「は? な、なん…」


なんで、と告げる前に、だって、と被さってきた言葉のあとに、


「この前、保健室でそう言ってくれてたじゃん」

「言った覚えは、ない……あっ」


否定したあと、頭の中に記憶が手繰り寄せられて、あのときのことを思い出す。
確かに僕は、三日月さんから言われたことに頷いていた。


そんな僕にとどめを刺すかのように「ほら、ね」と見上げたまま首を傾げて、ニコッと微笑んだ。

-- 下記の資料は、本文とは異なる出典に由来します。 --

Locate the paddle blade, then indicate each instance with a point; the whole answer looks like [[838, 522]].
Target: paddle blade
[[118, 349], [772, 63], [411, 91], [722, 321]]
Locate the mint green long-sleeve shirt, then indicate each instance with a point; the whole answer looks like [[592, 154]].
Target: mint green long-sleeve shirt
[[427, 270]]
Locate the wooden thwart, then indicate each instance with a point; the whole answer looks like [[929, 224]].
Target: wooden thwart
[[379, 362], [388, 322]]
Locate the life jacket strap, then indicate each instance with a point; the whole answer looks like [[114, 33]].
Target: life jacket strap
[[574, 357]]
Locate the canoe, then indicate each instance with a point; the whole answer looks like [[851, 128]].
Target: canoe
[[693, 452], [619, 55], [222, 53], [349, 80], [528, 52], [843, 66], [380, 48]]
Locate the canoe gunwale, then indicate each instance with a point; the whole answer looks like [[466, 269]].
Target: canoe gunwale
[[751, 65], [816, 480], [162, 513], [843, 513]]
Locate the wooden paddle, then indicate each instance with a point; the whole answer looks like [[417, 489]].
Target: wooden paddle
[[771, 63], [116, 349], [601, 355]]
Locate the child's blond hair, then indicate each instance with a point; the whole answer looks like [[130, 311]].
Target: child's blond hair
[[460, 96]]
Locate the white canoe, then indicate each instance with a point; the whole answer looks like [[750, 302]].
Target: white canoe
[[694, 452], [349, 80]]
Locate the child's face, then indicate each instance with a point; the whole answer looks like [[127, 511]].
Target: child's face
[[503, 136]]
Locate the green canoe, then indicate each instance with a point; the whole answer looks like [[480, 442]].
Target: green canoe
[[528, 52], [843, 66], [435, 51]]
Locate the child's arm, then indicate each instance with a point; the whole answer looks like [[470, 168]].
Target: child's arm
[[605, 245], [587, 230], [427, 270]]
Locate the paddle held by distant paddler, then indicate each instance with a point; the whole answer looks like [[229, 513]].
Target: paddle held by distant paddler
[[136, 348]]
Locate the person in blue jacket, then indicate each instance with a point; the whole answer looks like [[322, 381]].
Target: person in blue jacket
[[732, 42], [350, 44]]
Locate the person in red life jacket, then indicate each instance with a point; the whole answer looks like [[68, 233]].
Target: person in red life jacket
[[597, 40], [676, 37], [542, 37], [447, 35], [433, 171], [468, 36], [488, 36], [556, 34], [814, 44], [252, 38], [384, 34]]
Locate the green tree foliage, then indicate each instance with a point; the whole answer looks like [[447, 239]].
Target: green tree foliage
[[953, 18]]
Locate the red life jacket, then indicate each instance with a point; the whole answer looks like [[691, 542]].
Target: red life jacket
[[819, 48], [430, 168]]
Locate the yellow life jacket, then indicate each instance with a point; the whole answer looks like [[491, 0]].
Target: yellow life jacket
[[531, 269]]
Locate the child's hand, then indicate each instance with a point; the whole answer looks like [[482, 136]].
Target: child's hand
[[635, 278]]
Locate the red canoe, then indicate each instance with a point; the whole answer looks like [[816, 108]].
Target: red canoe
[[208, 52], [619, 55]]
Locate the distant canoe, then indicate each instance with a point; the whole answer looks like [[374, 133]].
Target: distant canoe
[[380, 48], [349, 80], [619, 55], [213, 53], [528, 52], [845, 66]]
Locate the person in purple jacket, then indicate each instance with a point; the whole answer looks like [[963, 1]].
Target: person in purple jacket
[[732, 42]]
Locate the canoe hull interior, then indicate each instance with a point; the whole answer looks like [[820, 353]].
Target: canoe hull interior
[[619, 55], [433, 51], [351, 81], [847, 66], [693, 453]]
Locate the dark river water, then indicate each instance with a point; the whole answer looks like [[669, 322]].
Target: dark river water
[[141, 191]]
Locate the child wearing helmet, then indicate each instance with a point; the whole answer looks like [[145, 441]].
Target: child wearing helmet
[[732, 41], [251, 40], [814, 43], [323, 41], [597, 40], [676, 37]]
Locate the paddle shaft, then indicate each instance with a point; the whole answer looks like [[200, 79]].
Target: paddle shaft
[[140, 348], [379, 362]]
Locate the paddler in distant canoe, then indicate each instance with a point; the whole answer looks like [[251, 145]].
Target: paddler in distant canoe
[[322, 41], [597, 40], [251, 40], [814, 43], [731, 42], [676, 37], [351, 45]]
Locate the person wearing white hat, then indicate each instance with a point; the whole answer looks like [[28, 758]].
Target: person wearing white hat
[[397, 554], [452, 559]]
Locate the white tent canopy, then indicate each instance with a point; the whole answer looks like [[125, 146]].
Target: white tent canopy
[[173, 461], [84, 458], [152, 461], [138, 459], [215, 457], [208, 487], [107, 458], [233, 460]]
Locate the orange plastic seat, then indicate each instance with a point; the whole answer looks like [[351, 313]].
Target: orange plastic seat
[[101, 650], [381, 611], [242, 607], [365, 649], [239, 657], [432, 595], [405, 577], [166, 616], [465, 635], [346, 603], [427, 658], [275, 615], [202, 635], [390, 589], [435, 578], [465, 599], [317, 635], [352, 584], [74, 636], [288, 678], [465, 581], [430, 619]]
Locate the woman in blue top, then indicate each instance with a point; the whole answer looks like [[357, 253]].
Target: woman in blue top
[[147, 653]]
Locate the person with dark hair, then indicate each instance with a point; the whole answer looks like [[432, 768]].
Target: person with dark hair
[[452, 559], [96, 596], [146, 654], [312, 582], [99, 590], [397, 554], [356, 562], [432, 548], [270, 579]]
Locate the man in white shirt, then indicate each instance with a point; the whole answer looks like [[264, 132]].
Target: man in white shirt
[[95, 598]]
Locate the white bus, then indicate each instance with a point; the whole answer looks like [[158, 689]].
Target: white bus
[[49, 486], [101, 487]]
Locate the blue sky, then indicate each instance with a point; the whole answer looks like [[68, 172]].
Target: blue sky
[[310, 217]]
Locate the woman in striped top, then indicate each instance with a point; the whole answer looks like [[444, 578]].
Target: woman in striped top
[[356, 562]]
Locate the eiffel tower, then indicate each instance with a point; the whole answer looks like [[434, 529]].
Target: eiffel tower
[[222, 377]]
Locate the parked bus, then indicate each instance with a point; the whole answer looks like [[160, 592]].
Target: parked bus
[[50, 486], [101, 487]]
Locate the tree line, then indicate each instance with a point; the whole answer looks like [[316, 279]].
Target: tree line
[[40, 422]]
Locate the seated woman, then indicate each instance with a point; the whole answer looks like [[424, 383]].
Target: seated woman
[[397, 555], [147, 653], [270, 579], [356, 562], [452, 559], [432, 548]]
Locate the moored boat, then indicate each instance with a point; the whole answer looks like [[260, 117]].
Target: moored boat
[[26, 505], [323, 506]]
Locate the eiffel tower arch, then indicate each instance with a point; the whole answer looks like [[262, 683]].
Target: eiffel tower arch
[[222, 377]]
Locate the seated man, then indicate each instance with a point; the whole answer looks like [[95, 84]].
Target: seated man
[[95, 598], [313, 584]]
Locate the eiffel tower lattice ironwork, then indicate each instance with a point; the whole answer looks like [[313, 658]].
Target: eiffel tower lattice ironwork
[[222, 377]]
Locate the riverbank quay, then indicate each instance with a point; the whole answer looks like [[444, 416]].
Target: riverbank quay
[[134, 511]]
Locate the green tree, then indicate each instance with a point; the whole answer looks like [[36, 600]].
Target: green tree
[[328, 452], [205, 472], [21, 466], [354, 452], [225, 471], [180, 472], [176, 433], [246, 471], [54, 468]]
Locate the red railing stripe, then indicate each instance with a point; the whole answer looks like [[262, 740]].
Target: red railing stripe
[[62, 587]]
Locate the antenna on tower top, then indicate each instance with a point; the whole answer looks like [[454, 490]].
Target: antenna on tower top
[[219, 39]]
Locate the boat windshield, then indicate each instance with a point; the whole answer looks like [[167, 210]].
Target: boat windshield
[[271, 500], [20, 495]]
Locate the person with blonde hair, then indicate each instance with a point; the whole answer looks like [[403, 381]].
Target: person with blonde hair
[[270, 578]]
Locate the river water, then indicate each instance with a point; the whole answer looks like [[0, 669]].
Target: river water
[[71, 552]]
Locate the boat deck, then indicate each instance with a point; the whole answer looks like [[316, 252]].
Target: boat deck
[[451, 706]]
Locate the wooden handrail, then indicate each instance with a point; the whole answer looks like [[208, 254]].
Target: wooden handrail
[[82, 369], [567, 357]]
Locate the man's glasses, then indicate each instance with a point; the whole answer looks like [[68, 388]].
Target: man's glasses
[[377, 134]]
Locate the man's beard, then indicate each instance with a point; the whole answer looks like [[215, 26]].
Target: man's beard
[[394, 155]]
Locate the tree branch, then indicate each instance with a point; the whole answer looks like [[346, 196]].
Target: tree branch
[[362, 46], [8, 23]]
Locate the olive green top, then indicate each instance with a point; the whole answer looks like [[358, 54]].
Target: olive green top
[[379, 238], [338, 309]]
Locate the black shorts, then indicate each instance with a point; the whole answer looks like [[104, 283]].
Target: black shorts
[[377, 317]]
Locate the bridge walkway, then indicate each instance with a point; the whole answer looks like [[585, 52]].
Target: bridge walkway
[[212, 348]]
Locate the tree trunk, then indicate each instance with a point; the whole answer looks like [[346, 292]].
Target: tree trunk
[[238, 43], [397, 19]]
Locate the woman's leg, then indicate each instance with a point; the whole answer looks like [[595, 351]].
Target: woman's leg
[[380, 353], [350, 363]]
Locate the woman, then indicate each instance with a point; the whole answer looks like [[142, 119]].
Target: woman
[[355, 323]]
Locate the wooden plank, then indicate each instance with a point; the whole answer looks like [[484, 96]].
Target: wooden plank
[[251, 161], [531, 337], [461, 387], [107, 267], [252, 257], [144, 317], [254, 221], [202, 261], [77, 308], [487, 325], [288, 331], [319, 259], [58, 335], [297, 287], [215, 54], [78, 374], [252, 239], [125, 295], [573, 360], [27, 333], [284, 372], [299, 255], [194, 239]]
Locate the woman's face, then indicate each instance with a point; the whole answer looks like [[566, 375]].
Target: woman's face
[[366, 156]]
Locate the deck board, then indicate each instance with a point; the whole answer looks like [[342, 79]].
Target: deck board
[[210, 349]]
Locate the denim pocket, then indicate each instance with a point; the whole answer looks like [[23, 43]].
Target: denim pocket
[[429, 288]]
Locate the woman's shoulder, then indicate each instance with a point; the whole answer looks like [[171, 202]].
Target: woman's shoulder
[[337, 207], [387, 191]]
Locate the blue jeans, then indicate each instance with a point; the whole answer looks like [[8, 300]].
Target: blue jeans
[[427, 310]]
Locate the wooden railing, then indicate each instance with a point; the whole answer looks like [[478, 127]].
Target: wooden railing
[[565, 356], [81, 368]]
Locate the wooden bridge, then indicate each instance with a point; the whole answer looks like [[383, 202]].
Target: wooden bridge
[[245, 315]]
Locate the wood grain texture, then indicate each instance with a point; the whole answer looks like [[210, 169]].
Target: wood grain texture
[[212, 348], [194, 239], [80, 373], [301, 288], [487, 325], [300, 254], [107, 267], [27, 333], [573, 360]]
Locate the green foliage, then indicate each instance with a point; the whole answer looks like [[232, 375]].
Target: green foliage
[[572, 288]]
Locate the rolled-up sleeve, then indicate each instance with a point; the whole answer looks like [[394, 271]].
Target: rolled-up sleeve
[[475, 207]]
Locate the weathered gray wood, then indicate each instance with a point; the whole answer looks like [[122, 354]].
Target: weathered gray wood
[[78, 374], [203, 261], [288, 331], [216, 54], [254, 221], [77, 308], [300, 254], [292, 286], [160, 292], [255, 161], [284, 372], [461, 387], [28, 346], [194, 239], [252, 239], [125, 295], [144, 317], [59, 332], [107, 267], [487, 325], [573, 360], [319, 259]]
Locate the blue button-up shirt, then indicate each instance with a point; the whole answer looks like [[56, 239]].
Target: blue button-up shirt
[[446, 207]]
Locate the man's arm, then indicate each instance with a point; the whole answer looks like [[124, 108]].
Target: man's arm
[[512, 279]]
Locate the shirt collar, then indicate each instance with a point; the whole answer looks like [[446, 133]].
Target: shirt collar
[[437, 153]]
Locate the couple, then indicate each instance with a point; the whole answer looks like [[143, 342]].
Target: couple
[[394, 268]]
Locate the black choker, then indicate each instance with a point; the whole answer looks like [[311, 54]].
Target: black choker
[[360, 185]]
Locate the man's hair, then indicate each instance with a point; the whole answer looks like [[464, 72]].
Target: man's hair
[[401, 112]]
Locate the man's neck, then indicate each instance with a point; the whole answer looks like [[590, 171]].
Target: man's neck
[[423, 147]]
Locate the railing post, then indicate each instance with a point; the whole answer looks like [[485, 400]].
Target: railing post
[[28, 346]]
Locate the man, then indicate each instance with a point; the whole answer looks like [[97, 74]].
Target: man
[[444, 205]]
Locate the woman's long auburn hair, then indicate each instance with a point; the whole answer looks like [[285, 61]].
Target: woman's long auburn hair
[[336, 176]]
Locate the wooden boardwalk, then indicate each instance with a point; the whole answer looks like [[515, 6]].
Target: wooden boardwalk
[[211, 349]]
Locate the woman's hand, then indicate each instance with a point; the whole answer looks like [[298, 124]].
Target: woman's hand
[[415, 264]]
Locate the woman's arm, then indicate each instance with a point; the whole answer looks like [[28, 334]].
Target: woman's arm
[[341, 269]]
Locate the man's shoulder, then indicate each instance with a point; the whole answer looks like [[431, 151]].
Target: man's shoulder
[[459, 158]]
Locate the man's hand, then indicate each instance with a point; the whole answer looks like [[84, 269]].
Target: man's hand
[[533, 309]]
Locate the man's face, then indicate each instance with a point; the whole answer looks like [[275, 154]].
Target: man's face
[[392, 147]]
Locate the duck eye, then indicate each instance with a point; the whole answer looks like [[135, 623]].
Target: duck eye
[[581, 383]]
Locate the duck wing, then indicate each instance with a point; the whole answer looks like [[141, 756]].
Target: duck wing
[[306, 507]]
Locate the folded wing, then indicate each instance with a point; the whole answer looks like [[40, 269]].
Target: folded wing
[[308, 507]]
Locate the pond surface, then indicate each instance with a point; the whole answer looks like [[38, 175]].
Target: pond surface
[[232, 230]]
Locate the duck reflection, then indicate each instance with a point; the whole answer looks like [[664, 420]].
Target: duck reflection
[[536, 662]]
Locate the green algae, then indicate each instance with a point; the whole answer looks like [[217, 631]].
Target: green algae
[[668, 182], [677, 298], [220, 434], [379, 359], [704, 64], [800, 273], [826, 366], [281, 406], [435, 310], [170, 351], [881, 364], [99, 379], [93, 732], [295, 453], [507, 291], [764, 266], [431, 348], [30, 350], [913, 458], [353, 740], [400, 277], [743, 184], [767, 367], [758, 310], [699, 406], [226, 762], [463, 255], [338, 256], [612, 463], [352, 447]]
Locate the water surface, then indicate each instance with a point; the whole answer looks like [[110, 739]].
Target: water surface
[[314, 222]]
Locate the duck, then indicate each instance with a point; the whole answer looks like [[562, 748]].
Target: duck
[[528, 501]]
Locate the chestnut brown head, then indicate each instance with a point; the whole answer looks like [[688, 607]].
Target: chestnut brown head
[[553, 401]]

彼女には、全てお見通しかのように思えて途端に恥ずかしくなる。


「べ、べつに、楽しいって言ったわけじゃ、ないし…」

「もう〜。向葵くんってば往生際が悪いなあ。私、確かにこの耳でちゃーんと聞いたよ?」


自分の耳をトントンッと二度叩いたあと、それとも、と呟いて、


「証拠の録音でも聴かせようか?」

「……はっ?! 録音してたの!?」

「いや、それはしてないけど」


楽しそうにケラケラ笑うから、「なんだよそれっ」不貞腐れた僕は、プイッと顔を逸らした。


ほんっと、卑怯だ。

僕ばっかりがペースを乱されて、いつも三日月さんにからかわれる。
そしていつもの通り、僕の顔は熱く火照る。